La complexité comme camouflage

Quand les défenseurs des institutions commencent à perdre l’argument sur le fond, ils le compliquent. L’école qui produit des diplômés illettrés n’a pas d’échec. Elle a « une interaction multidimensionnelle de variables socioéconomiques, d’inégalités historiques et de lacunes d’implémentation ». L’agence réglementaire capturée n’a pas de problème de corruption. Elle fait face à « un équilibre délicat entre engagement des parties prenantes et mandat d’application ». Une partie de ce langage reflète une véritable complexité. Les résultats scolaires sont effectivement influencés par des facteurs socioéconomiques, et prétendre le contraire est une autre forme de raisonnement motivé.

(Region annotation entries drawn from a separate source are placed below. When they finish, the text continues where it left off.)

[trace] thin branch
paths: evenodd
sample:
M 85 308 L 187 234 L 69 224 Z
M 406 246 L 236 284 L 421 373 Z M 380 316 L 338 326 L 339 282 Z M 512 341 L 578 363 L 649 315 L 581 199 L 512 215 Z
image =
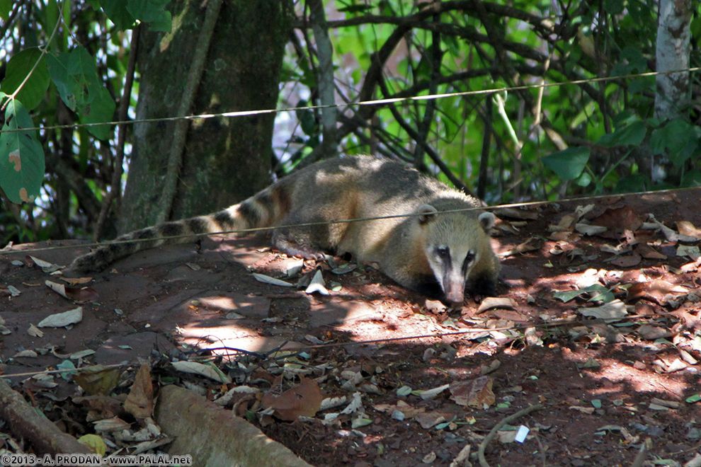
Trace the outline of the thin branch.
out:
M 129 104 L 131 100 L 132 88 L 134 83 L 134 72 L 136 69 L 136 57 L 139 44 L 139 33 L 141 30 L 141 25 L 137 25 L 132 31 L 132 40 L 130 50 L 129 53 L 129 62 L 127 64 L 127 73 L 124 79 L 124 88 L 122 90 L 122 98 L 119 103 L 119 120 L 124 121 L 127 120 L 127 113 L 129 110 Z M 123 123 L 117 127 L 117 147 L 115 156 L 114 166 L 112 168 L 112 183 L 110 185 L 110 190 L 105 195 L 105 199 L 102 202 L 102 208 L 100 209 L 100 215 L 95 224 L 95 231 L 93 233 L 93 240 L 97 241 L 102 235 L 102 230 L 105 226 L 105 221 L 110 214 L 112 207 L 112 202 L 116 198 L 119 202 L 119 194 L 122 190 L 122 173 L 124 162 L 124 144 L 126 139 L 127 129 Z
M 51 42 L 54 40 L 54 36 L 56 35 L 56 33 L 58 31 L 59 25 L 61 24 L 61 21 L 63 21 L 63 16 L 60 13 L 60 11 L 62 11 L 62 9 L 63 2 L 62 1 L 58 6 L 58 11 L 59 13 L 58 17 L 56 18 L 56 25 L 54 26 L 54 30 L 51 31 L 51 35 L 49 36 L 49 40 L 46 42 L 46 44 L 43 47 L 39 47 L 39 50 L 41 52 L 39 55 L 39 58 L 38 58 L 37 61 L 34 62 L 32 68 L 29 70 L 29 73 L 28 73 L 27 76 L 24 77 L 24 79 L 23 79 L 19 86 L 17 86 L 17 88 L 15 89 L 11 94 L 6 96 L 6 100 L 5 100 L 5 103 L 2 105 L 2 107 L 0 107 L 0 110 L 4 110 L 5 108 L 7 107 L 7 105 L 17 98 L 17 95 L 19 94 L 20 91 L 22 91 L 22 88 L 27 84 L 27 81 L 28 81 L 29 79 L 32 77 L 34 71 L 37 69 L 37 67 L 38 67 L 39 64 L 41 63 L 41 61 L 44 59 L 44 55 L 48 52 L 49 45 L 51 45 Z
M 438 22 L 438 16 L 433 16 L 433 21 Z M 424 56 L 426 52 L 424 52 Z M 440 52 L 440 33 L 437 31 L 431 33 L 431 81 L 428 86 L 428 92 L 435 94 L 438 90 L 438 79 L 440 76 L 440 62 L 442 52 Z M 433 121 L 433 114 L 435 111 L 435 100 L 431 100 L 426 103 L 426 110 L 423 112 L 423 118 L 418 124 L 418 139 L 416 147 L 414 153 L 414 166 L 419 168 L 423 163 L 424 148 L 427 146 L 427 138 L 428 131 L 431 129 L 431 124 Z
M 334 99 L 334 50 L 329 38 L 326 18 L 324 13 L 321 0 L 309 0 L 309 19 L 312 30 L 317 43 L 317 57 L 319 57 L 319 98 L 321 105 L 333 105 Z M 336 123 L 337 109 L 326 107 L 321 110 L 324 157 L 335 156 L 337 151 Z
M 382 93 L 387 93 L 387 88 L 384 84 L 384 80 L 380 81 L 379 84 L 380 88 L 382 90 Z M 443 172 L 446 177 L 448 177 L 448 180 L 450 180 L 455 188 L 458 190 L 462 190 L 470 196 L 474 196 L 472 195 L 472 191 L 470 191 L 467 187 L 465 186 L 465 183 L 463 183 L 460 178 L 456 177 L 455 174 L 454 174 L 450 169 L 448 168 L 448 166 L 446 166 L 445 163 L 440 159 L 440 156 L 437 152 L 435 152 L 435 149 L 427 144 L 426 142 L 421 142 L 419 139 L 418 133 L 417 133 L 416 130 L 411 127 L 411 125 L 404 120 L 404 117 L 402 117 L 401 114 L 399 113 L 399 111 L 397 110 L 397 106 L 394 105 L 394 104 L 388 104 L 387 108 L 389 108 L 389 111 L 392 112 L 392 115 L 394 117 L 394 120 L 397 120 L 397 122 L 399 125 L 399 126 L 401 127 L 401 128 L 406 132 L 406 134 L 409 135 L 409 137 L 416 141 L 418 144 L 423 144 L 423 150 L 426 151 L 426 154 L 431 158 L 431 161 L 433 161 L 433 163 L 438 166 L 438 168 L 440 169 L 440 171 Z
M 202 74 L 205 69 L 205 60 L 207 58 L 207 52 L 210 50 L 210 42 L 214 35 L 219 11 L 222 7 L 222 0 L 210 0 L 207 4 L 205 20 L 203 22 L 197 45 L 191 58 L 190 72 L 188 74 L 185 88 L 183 90 L 183 97 L 178 108 L 178 116 L 184 116 L 190 113 L 193 103 L 195 101 L 195 94 L 197 91 L 197 87 L 202 80 Z M 189 127 L 187 120 L 178 121 L 175 124 L 173 139 L 171 143 L 171 151 L 168 156 L 166 180 L 163 184 L 163 194 L 161 196 L 161 202 L 159 203 L 158 211 L 156 214 L 156 223 L 166 221 L 170 216 L 178 188 L 178 177 L 180 175 L 180 168 L 183 163 L 183 151 L 185 150 L 185 141 Z

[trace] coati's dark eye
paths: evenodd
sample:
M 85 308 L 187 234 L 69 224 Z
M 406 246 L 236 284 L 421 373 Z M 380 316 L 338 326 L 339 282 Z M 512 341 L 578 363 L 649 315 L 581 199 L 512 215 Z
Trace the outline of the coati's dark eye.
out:
M 450 250 L 447 246 L 439 246 L 435 249 L 435 254 L 442 260 L 450 258 Z

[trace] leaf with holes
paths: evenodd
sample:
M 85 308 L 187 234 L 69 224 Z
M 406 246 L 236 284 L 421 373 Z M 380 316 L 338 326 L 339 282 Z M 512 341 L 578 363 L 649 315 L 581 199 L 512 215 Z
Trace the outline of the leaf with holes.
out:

Mais le signe révélateur est l’asymétrie : la complexité est invoquée de manière fiable quand les institutions font face à des critiques, et disparaît quand elles s’attribuent le mérite. Dans L’Interventionnisme : une analyse économique, Mises expliquait que chaque intervention engendre des distorsions qui semblent exiger de nouvelles interventions, produisant une classe d’experts dont l’autorité grandit proportionnellement aux problèmes que cette autorité a contribué à créer. La complexité n’est pas accessoire, elle est structurelle.

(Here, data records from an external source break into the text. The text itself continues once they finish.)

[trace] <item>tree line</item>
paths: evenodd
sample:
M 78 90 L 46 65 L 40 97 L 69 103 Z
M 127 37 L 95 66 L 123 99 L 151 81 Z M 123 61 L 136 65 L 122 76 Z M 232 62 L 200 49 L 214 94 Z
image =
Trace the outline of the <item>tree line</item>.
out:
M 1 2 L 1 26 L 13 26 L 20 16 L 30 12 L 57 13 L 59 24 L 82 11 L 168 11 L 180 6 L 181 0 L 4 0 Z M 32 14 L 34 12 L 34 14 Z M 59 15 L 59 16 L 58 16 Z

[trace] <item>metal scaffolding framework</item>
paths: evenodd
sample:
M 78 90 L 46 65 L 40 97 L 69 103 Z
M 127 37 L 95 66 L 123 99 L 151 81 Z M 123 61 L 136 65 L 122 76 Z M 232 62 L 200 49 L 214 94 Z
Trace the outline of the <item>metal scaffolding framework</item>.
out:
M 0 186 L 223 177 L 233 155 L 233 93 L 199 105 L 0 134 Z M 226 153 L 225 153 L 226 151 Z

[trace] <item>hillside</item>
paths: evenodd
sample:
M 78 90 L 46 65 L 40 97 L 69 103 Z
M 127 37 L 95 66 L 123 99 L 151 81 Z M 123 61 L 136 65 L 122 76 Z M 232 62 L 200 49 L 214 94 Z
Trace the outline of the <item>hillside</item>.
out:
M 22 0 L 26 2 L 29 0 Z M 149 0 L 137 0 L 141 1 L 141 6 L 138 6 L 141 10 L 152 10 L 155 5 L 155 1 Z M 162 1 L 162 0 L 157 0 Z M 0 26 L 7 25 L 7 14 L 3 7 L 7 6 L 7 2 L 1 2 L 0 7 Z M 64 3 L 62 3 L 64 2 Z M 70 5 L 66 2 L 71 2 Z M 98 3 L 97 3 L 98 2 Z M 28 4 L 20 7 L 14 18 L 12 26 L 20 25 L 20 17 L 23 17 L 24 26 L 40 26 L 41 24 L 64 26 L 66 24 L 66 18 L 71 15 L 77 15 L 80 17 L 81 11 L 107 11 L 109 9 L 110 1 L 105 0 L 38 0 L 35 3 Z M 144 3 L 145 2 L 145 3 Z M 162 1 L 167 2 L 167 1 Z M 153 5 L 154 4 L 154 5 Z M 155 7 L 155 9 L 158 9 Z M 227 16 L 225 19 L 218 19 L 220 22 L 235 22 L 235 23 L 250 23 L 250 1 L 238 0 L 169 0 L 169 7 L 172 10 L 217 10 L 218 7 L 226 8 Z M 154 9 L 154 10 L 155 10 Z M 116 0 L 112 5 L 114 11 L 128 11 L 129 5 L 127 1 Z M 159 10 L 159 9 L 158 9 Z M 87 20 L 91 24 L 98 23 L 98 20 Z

L’esprit le moins possédé — et ses limites

La personne la plus susceptible de dire l’évidence sur une institution brisée est généralement celle qui a le moins à perdre en le disant. Les outsiders voient ce que les insiders se sont entraînés à ne pas voir. Mais l’argument doit se retourner contre lui-même ici, sinon il ne prouve rien.

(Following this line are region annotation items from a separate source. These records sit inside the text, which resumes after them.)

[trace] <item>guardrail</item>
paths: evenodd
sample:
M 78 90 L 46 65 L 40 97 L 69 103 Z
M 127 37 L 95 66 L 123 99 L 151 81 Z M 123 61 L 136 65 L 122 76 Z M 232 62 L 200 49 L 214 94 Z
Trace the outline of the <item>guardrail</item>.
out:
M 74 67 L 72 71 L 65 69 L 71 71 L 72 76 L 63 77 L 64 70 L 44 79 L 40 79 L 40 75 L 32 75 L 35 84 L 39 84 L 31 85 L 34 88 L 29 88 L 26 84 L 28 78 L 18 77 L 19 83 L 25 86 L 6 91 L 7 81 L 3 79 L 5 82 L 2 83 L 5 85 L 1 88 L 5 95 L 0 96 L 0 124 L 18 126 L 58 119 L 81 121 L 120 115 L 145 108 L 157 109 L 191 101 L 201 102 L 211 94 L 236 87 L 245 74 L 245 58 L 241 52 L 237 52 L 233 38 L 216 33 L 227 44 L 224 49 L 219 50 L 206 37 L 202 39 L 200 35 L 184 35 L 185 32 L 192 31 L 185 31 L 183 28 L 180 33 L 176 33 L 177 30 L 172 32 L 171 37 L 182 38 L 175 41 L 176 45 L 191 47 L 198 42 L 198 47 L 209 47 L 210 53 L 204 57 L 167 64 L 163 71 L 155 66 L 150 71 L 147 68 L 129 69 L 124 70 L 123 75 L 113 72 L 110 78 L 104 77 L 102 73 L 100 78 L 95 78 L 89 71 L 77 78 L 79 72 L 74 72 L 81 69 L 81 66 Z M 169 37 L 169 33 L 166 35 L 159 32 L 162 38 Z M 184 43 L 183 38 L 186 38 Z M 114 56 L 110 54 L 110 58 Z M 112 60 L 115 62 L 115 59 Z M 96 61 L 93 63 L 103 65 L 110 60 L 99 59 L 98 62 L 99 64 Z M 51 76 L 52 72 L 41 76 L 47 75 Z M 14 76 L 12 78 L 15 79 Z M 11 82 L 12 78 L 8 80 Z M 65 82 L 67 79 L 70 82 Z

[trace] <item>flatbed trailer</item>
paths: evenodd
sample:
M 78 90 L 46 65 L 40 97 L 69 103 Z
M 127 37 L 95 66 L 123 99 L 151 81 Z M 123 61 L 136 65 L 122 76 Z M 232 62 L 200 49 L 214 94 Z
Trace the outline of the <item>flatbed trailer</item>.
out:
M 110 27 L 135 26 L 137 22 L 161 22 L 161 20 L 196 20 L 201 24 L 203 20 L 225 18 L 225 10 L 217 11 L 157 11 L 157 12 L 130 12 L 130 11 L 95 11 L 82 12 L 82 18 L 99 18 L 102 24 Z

La tradition de pensée dont cet article s’inspire — sceptique à l’égard du pouvoir concentré, du consensus expert, de la permanence institutionnelle — possède elle aussi ses propres plateformes pour entretenir son propre public, dont les présupposés il serait professionnellement inconfortable de contester. L’affirmation selon laquelle les experts établis rationalisent systématiquement dans leur intérêt institutionnel est soit une observation universelle sur les incitatifs humains, soit un plaidoyer intéressé. Si elle est universelle, elle s’applique aussi ici.

Qu’est-ce qui falsifierait cette thèse ? Si les insiders titrés renonçaient régulièrement et volontairement à leur propre autorité institutionnelle en réponse à l’échec — dissolvaient des programmes, recommandaient la déréglementation de leur propre domaine, publiaient des travaux qui sapent leur propre statut —, cela poserait un sérieux problème à l’argument. De tels cas existent. Ils sont suffisamment rares pour être remarquables, ce qui constitue en soi une donnée. Mais une théorie qui ne peut pas rendre compte des exceptions ne serait pas une théorie, ce serait un récit.

L’intelligence détenue par quelqu’un qui est réellement libre de l’utiliser est formidable. L’intelligence détenue par quelqu’un dont le revenu et l’identité dépendent du fait que tout un ensemble d’institutions reste respectable est autre chose : l’avocat le plus sophistiqué qu’un système brisé ait jamais eu.

Le danger n’est pas que les gens intelligents ne voient pas ce qui ne va pas. C’est qu’ils sont assez intelligents pour savoir exactement comment l’expliquer — et parfois assez honnêtes pour se prendre en flagrant délit.